Though it may not be apparent at first glance, the painterly world of young artist Kateřina Ondrušková is intrinsically linked to everyday life. The flood of colours, symbols and signs acts as a kind of mimicry, subtly concealing something. They are layers in which the creative process of the poeticisation of reality takes place. The attributes of the everyday undergo transformation. The artist removes them from the realm of reflective, naturalistic description and elevates them to the timeless sphere of symbolic communication. We find ourselves in the midst of a meta-narrative that generalises three main themes, using the expressive means of painting to address parenthood, motherhood and the interpersonal relationships associated therewith. 
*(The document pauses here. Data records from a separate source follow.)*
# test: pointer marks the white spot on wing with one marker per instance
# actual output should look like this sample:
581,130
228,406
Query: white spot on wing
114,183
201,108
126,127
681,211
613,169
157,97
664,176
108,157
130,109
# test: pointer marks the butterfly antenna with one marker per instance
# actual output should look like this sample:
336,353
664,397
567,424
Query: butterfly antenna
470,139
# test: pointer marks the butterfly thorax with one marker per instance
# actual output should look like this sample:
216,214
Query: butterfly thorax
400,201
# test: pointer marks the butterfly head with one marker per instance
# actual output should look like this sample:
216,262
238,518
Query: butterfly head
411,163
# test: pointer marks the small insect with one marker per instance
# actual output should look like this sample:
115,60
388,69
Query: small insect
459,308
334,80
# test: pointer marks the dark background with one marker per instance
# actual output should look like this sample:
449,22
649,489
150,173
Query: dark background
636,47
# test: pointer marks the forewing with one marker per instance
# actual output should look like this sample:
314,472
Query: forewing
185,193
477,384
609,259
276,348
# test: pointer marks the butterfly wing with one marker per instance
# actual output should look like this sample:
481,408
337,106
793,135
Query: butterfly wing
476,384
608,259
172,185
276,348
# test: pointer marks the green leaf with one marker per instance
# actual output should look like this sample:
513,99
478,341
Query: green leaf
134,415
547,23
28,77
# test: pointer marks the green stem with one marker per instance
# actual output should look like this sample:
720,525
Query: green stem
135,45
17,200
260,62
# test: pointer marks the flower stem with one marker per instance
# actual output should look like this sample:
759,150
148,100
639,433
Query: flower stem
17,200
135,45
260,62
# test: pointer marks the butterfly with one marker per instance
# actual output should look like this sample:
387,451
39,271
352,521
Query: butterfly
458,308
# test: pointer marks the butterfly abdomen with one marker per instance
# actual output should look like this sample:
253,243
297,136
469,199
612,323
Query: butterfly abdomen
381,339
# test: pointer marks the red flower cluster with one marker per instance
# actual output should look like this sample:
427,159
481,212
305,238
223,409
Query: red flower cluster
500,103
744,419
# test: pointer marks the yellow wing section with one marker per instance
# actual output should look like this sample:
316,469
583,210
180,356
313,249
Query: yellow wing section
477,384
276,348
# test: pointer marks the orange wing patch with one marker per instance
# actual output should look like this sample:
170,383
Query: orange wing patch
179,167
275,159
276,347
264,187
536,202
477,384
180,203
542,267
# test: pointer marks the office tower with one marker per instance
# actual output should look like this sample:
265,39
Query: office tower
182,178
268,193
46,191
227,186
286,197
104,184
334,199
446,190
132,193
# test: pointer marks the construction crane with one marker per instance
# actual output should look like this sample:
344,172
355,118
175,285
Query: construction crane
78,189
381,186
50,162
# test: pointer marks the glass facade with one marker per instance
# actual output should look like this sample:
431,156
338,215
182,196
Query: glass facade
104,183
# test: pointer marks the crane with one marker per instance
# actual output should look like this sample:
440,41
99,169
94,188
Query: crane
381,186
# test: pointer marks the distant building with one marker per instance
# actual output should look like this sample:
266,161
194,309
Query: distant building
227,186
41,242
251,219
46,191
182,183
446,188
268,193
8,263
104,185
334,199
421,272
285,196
Ondrušková brings to contemporary young Czech painting a sensitivity to objects, phenomena and events, which she renews through her unique visual style in their timeless, cyclical validity. How does a child see? How does a mother? What exactly changes in a person? What role does each person play? Ordinary reality seems to split into the polarities of ritual and dream alongside quotidian concerns. Just as a mother splits herself in two and gives part of herself to the creation of a newly born being, so in the next phase of motherhood she “sees with different eyes” the world around her. A “garden” of the shared imaginary emerges, in which reminders and references to her own childhood, to the landscape in which she grew up, to the artist’s memories and recollections multiply, along with links to signs that explain the presence of children in a hitherto unknown and hence magical space based more on dreams and the pleasure principle than on the numbing reality principle. 

Ondrušková opens windows onto paradises that can be recalled in a Proustian manner and involuntarily brought to mind. She evokes paradises where “violet has the strongest scent” and every flower and every animal represents the promise of an open and sun-drenched future, a certainty that everything will inevitably repeat itself because “it is good”. The image functions here as a repetitive narrative in which particular characters are gradually transformed into general symbols, and concrete experiences into a movement of initiation. We are introduced into a time whose fall (haste) has slowed down. A timelessness with fairytale features emerges.